El miedo me aburre, pero es un aspecto demasiado personal como para pretender que el que lea esto se pregunte a qué le tiene miedo.  De todas formas, quizás lo hagas.  No estaría mal.

"La ausencia no es olvido" o quizás sí.  Hay muchas formas de estar ausente sin estarlo.  Hay muchas formas de estar cerca estando definitivamente lejos.  A veces hay que aprender a la fuerza cosas que de otra forma nos costarían la vida.

A quien lea esto le deseo una vida llena de presencias.  Que lleguen vestidas de música, de regalos en la calle, de gestos humanos, de palabras de aliento, de momentos inolvidables, de cuerpos cansados de bailar, de libros, de frases, de consejos de viejos y de niños, de sonrisas y de sueños.



viernes, 28 de octubre de 2016

Indeleble

Siempre estará vivo el recuerdo.
Vendrá a susurrar ese nombre que te pasea
entre el olvido y el amor,
sacudirá alguna lágrima escondida
entre las hojas de un otoño cualquiera
y te abrazará como el viento bravo que
se adueña del mar.


Siempre estará vivo el recuerdo.
Te visitará en la mirada piadosa de
un animal silvestre,
te llenará de calor el cuerpo cuando
un café te traiga su melancolía y
te robará una sonrisa cuando la ternura
de un niño te arranque de la rutina.


Siempre estará vivo el recuerdo.
Viajará contigo y no le importará
qué tan lejos vayas,
te besará por las noches,
te llenará de luz cada mañana.
Tejerá tus sueños, te enredará dulcemente
y cuando algo no funcione,
logrará calmarte entre sus brazos
que te parecerán espadas.


Siempre estará vivo el recuerdo aunque
ni siquiera hayas podido alcanzarlo,
aunque su boca no diga tu nombre,
aunque sus ojos jamás te hayan mirado.


Siempre estará vivo el recuerdo
y te arrastrará a lo que fuiste
y te pondrá de rodillas mil veces
cuando quieras olvidarlo;
beberá tus lágrimas y cuando te gane la noche
dirán en secreto, su nombre, tus labios.


Siempre estará vivo el recuerdo y
no te odiará por querer matarlo,
él sabe acompañar en silencio y
sabe provocar espanto.


Vendrá el recuerdo.
Caminará por tu ceño cuando una duda 
te invada sin respuesta por lo que
pudo haber sido si lo hubieras intentado.

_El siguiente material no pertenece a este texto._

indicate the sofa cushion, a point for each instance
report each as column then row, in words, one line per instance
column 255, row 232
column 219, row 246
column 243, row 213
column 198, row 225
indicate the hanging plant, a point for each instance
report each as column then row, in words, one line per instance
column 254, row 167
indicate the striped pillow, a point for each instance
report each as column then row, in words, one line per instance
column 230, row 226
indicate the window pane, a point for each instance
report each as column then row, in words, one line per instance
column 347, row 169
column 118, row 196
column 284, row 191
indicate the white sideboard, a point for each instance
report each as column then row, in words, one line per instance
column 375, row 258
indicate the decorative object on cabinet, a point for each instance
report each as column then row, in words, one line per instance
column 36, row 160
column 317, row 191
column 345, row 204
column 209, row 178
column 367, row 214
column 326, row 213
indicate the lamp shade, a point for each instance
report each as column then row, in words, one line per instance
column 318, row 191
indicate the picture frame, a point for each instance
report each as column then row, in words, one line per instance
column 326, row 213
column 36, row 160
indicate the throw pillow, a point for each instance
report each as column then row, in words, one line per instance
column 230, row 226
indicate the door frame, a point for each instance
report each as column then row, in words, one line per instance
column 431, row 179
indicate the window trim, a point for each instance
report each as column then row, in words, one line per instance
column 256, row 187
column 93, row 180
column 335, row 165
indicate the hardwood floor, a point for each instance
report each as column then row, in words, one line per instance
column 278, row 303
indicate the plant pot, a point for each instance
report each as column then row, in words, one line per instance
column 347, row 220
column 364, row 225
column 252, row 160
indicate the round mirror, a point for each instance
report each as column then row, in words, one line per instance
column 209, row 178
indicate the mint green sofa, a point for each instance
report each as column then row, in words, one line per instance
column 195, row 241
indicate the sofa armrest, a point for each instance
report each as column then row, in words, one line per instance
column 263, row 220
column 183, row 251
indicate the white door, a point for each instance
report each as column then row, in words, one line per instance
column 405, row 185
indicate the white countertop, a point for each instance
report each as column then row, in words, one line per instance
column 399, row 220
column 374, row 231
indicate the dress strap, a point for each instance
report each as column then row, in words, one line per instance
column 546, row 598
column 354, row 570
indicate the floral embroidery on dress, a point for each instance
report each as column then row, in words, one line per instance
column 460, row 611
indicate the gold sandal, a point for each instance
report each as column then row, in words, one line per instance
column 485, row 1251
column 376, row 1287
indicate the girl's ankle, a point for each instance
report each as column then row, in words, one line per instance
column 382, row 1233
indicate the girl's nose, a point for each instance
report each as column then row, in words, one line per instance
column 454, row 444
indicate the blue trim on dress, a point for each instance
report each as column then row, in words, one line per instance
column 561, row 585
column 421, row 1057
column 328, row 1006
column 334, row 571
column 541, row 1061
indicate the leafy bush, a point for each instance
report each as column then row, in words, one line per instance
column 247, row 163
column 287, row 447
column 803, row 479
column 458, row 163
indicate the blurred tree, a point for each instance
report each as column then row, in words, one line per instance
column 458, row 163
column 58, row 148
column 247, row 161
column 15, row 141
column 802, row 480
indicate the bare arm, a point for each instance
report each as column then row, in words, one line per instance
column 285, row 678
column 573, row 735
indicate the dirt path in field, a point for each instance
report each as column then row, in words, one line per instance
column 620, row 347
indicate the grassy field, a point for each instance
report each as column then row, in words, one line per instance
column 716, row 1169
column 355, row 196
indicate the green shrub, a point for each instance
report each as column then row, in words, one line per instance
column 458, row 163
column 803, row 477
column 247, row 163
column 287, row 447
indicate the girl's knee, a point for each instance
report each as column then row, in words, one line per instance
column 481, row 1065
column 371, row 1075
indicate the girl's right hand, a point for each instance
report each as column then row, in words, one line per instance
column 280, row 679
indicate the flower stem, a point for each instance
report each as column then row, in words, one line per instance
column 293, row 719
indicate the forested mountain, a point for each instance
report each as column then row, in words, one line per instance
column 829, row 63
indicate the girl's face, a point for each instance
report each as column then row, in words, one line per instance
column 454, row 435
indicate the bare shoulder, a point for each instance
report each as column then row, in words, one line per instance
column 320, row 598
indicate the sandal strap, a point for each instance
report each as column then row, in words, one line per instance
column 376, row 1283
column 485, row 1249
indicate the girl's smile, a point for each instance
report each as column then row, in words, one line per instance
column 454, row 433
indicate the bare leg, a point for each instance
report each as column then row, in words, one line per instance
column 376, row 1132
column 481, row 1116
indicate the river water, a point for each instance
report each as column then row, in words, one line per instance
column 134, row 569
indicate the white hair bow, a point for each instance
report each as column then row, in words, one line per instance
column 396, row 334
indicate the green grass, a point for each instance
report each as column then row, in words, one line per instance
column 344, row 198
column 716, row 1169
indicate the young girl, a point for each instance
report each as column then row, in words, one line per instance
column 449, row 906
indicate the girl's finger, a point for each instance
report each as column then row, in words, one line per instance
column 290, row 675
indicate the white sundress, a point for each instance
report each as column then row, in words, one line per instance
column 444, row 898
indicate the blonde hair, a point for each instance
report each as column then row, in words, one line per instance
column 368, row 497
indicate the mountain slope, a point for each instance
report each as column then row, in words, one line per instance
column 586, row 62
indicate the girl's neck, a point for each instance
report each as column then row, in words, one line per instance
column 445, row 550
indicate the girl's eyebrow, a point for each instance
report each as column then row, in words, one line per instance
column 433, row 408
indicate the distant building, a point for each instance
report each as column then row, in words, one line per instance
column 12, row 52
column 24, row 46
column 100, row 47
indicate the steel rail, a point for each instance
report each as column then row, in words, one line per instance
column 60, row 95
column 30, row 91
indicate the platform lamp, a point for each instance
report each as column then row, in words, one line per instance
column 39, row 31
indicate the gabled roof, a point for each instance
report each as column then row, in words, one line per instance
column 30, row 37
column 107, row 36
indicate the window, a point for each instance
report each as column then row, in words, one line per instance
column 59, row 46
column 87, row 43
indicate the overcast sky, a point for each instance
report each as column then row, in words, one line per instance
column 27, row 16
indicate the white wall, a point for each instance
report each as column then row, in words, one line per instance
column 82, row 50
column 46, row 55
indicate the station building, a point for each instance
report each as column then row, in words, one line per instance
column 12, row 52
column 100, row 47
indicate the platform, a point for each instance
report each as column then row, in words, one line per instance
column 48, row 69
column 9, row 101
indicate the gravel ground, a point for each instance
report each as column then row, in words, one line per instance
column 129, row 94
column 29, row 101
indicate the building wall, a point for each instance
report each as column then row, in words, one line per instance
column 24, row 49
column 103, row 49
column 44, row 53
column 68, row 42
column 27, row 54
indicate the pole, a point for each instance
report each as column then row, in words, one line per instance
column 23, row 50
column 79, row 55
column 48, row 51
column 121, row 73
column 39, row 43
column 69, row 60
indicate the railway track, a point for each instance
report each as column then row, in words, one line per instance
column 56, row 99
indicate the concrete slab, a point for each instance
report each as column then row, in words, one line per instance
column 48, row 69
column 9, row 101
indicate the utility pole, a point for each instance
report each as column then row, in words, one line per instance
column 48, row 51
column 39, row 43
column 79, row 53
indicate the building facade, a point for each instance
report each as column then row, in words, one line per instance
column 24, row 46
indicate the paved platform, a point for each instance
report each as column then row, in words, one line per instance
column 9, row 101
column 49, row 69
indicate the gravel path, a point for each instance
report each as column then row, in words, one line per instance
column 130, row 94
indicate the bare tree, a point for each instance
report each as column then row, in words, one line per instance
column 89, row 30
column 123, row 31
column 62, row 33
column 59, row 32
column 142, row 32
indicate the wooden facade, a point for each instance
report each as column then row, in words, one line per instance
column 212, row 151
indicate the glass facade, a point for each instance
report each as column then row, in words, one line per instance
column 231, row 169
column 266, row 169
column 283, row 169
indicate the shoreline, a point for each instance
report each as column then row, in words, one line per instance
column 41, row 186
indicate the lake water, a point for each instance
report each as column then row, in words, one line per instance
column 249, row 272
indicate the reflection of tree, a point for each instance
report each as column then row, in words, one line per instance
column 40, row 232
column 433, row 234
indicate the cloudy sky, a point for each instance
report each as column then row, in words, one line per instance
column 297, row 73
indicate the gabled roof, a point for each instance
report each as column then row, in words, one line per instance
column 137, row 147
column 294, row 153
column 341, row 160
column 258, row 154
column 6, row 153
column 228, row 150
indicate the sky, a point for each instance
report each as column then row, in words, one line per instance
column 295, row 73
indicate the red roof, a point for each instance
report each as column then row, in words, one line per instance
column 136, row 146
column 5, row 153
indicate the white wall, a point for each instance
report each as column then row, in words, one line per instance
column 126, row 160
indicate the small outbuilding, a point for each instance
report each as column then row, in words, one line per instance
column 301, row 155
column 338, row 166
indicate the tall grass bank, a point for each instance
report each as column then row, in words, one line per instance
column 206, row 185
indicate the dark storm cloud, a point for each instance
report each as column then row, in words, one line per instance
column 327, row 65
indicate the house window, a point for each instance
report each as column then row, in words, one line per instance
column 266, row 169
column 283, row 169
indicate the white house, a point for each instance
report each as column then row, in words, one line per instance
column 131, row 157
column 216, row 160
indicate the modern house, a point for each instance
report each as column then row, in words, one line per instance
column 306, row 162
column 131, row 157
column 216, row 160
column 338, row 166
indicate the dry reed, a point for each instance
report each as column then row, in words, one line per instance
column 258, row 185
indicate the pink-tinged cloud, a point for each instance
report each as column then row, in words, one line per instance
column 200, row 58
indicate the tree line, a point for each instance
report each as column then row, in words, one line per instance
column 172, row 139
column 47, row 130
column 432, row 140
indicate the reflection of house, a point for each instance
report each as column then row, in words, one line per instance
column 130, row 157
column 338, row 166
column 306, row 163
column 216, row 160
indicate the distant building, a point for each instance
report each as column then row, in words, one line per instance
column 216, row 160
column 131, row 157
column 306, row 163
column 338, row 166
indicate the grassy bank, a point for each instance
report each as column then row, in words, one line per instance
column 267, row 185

Siempre estará vivo el recuerdo de
lo que no quisiste llamar realidad
y te visitará en algún momento para que
llueva en tu corazón cada lágrima que tus mentiras,
vestidas de decisiones, han logrado generar.


Siempre estará vivo el recuerdo,
aunque no conozca de rencores,
aunque nada malo te desee,
aunque tu existencia le haya robado
la ilusión de los milagros.


Estará vivo el recuerdo y se acercará cuando 
el camino te regale soledad;
te abrigará como lo hacía con cada beso de bienvenida
y con cada ahogo que tu adiós sonriente,
en esa irrealidad, le ha sabido regalar.


Siempre estará vivo el recuerdo,
vivirá hasta el día en que la vida te deje en una vieja estación
y tus ojos te enseñen que ya no haya nadie a quien puedas esperar.